Configure Snowflake as a target
Configure Snowflake as a target metastore using either the UI or the CLI.
We support the following tables for migration:
- Apache Orc
- Apache Parquet
- Partitioned and non-partitioned tables
- Non-transactional tables only
Disable transactional tables with the following command:
tblproperties('transactional'='false')
We support public and private Snowflake schemas.
Prerequisites
Ensure you have the following before you start:
- A Snowflake account identifier, warehouse, and stage. See the Snowflake documentation.
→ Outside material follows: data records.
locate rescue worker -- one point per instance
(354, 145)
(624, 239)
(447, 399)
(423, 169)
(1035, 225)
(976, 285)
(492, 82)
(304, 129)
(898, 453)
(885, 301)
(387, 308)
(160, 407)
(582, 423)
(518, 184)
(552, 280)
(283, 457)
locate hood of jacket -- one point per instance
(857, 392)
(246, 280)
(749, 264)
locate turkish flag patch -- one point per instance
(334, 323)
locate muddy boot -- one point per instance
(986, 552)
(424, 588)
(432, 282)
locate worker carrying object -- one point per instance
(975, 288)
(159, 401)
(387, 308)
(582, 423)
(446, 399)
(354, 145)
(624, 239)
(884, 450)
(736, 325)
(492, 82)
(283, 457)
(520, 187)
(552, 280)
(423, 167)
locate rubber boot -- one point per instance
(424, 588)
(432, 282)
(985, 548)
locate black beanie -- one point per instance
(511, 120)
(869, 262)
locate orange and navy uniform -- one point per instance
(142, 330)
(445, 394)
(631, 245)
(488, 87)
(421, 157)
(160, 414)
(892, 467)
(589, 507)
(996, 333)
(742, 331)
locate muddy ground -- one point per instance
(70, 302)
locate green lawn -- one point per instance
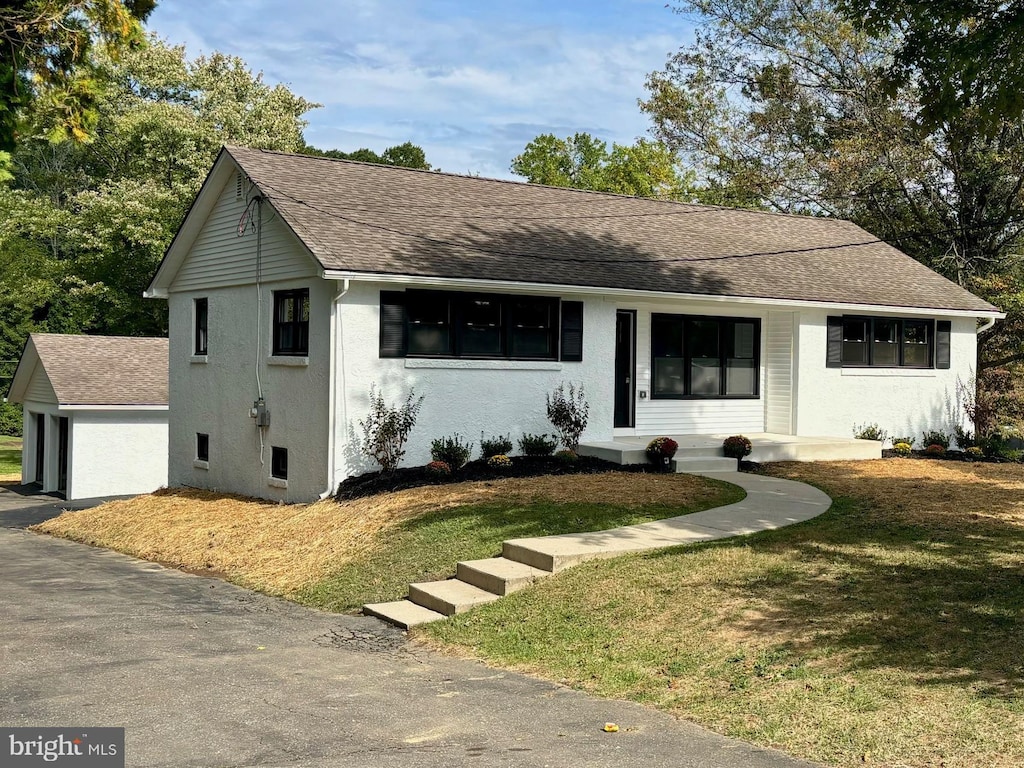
(427, 547)
(888, 632)
(10, 457)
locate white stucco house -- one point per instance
(297, 283)
(95, 414)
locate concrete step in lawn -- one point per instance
(499, 574)
(402, 613)
(449, 597)
(770, 503)
(698, 464)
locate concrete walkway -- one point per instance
(770, 503)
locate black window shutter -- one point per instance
(392, 324)
(834, 358)
(571, 346)
(943, 332)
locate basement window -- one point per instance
(279, 463)
(202, 446)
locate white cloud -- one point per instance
(470, 82)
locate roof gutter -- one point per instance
(336, 374)
(516, 286)
(989, 322)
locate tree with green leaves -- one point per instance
(786, 103)
(958, 54)
(646, 169)
(407, 155)
(97, 216)
(791, 105)
(47, 51)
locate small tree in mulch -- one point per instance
(386, 429)
(568, 412)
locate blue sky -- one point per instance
(470, 82)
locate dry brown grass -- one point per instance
(282, 548)
(923, 492)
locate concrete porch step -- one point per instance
(449, 597)
(402, 613)
(498, 574)
(705, 464)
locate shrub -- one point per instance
(500, 445)
(566, 457)
(439, 469)
(936, 438)
(568, 413)
(662, 448)
(452, 451)
(386, 429)
(997, 443)
(869, 432)
(499, 461)
(736, 446)
(965, 439)
(537, 444)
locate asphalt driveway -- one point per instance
(205, 674)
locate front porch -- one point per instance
(768, 446)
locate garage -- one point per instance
(94, 414)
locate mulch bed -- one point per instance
(522, 466)
(949, 456)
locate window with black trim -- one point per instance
(435, 324)
(291, 323)
(696, 356)
(279, 463)
(887, 342)
(201, 315)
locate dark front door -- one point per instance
(40, 445)
(625, 366)
(62, 457)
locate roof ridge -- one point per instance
(594, 193)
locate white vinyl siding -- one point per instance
(220, 258)
(778, 361)
(40, 389)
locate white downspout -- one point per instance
(337, 373)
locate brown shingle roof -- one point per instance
(104, 370)
(379, 219)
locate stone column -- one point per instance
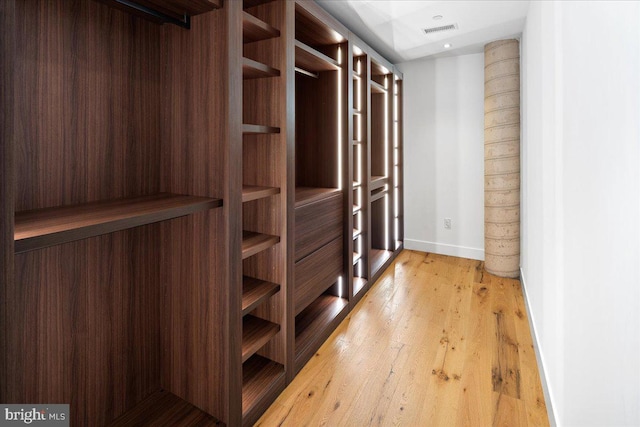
(502, 158)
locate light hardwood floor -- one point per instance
(436, 342)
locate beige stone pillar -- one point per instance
(502, 158)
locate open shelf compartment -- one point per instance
(41, 228)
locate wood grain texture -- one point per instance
(317, 272)
(93, 308)
(254, 70)
(262, 379)
(7, 177)
(317, 224)
(419, 350)
(254, 29)
(164, 409)
(256, 332)
(312, 60)
(315, 324)
(41, 228)
(256, 292)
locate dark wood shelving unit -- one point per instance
(254, 70)
(310, 59)
(248, 129)
(113, 162)
(255, 292)
(40, 228)
(377, 182)
(254, 29)
(305, 195)
(255, 192)
(163, 408)
(253, 243)
(256, 333)
(261, 377)
(315, 321)
(378, 258)
(377, 88)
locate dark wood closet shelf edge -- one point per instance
(41, 228)
(163, 407)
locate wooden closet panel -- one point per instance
(317, 130)
(86, 103)
(80, 326)
(7, 177)
(198, 301)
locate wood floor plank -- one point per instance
(436, 341)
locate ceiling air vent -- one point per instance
(432, 30)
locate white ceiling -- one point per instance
(394, 27)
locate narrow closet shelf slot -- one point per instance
(261, 377)
(377, 87)
(377, 194)
(255, 70)
(253, 243)
(358, 284)
(313, 322)
(255, 292)
(40, 228)
(305, 195)
(309, 59)
(256, 333)
(164, 408)
(378, 258)
(377, 182)
(356, 257)
(254, 29)
(248, 129)
(255, 192)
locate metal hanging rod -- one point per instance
(307, 73)
(185, 22)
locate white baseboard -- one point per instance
(444, 249)
(543, 374)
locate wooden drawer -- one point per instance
(317, 224)
(315, 273)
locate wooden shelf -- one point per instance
(315, 319)
(258, 129)
(377, 87)
(377, 195)
(356, 257)
(253, 243)
(260, 377)
(255, 70)
(305, 195)
(358, 284)
(41, 228)
(377, 182)
(378, 258)
(254, 192)
(255, 292)
(256, 333)
(164, 409)
(310, 59)
(254, 29)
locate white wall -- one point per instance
(581, 205)
(444, 155)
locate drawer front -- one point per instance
(317, 272)
(317, 224)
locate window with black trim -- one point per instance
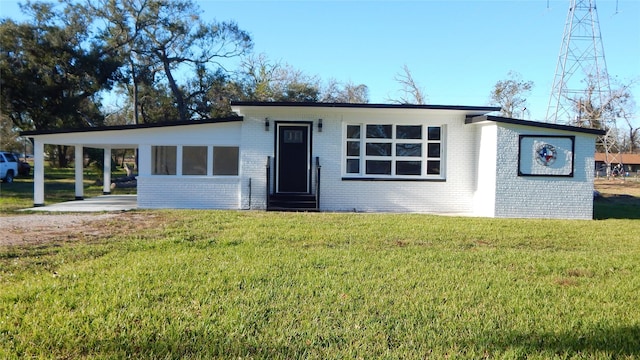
(393, 151)
(226, 160)
(194, 160)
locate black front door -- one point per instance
(293, 158)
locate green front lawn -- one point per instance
(230, 284)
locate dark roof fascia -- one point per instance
(365, 106)
(132, 127)
(476, 119)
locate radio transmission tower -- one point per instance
(581, 93)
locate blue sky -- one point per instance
(456, 50)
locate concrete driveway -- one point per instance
(96, 204)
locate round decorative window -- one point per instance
(546, 154)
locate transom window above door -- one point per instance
(392, 151)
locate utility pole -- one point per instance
(581, 92)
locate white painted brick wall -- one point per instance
(484, 199)
(157, 192)
(543, 197)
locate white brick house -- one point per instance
(351, 157)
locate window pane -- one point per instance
(378, 167)
(408, 149)
(225, 160)
(353, 131)
(434, 133)
(408, 168)
(293, 136)
(353, 166)
(379, 131)
(353, 148)
(409, 132)
(194, 160)
(163, 159)
(433, 167)
(433, 150)
(379, 149)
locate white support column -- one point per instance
(79, 168)
(106, 187)
(38, 173)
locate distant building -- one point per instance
(626, 164)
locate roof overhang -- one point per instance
(241, 106)
(498, 119)
(114, 137)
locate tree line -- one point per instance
(64, 66)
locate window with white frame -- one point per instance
(408, 151)
(195, 160)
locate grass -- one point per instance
(59, 187)
(225, 284)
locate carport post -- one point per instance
(38, 173)
(106, 184)
(79, 168)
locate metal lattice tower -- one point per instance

- A cloud storage service already configured as your target filesystem. See Configure target filesystems.
- If you choose the private key method of authentication, you'll need a private key file for Snowflake key pair authentication. The file must be stored on your Data Migrator cluster host. In this case, the Hive user requires access permissions to the private key file. See Configure system users.
- Appropriate user and role privileges to ensure Data Migrator accesses and modifies only those Snowflake target schemas required for migrations. See below for examples.
Additional information.
- See the following Snowflake Known issue.
Examples of how to set up the Hive user with limited permissions on Snowflake
This example shows how you can grant permissions to access and modify specific databases and schemas in Snowflake.
USE ROLE ACCOUNTADMIN;
//Skip if warehouse already exists
CREATE WAREHOUSE "HVM_WAREHOUSE";
CREATE DATABASE "HVM_DB";
CREATE SCHEMA "HVM_DB"."HVM_SCHEMA";
CREATE ROLE "HVM_INTEGRATION";
GRANT USAGE ON WAREHOUSE "HVM_WAREHOUSE" TO ROLE "HVM_INTEGRATION";
GRANT USAGE ON DATABASE "HVM_DB" TO ROLE "HVM_INTEGRATION";
GRANT USAGE ON SCHEMA "HVM_DB"."HVM_SCHEMA" TO ROLE "HVM_INTEGRATION";
//For internal stage
GRANT READ ON STAGE "HVM_DB"."HVM_SCHEMA".HVM_STAGE TO ROLE "HVM_INTEGRATION";
//For external stage
GRANT USAGE ON STAGE in "HVM_DB"."HVM_SCHEMA" TO ROLE "HVM_INTEGRATION";
GRANT CREATE STAGE ON SCHEMA "HVM_DB"."HVM_SCHEMA" TO ROLE "HVM_INTEGRATION";
GRANT CREATE INTEGRATION ON ACCOUNT TO ROLE "HVM_INTEGRATION";
//There is no FUTURE grants support for databases, thus migration of databases requires ACCOUNTADMIN role
//If limited list of databases going to be migrated with HVM, databases can be created manually by admin or admin can
//grant ACCOUNTADMIN role to the HVM_USER for short period of time to migrate databases only (use particular HVM migration rule)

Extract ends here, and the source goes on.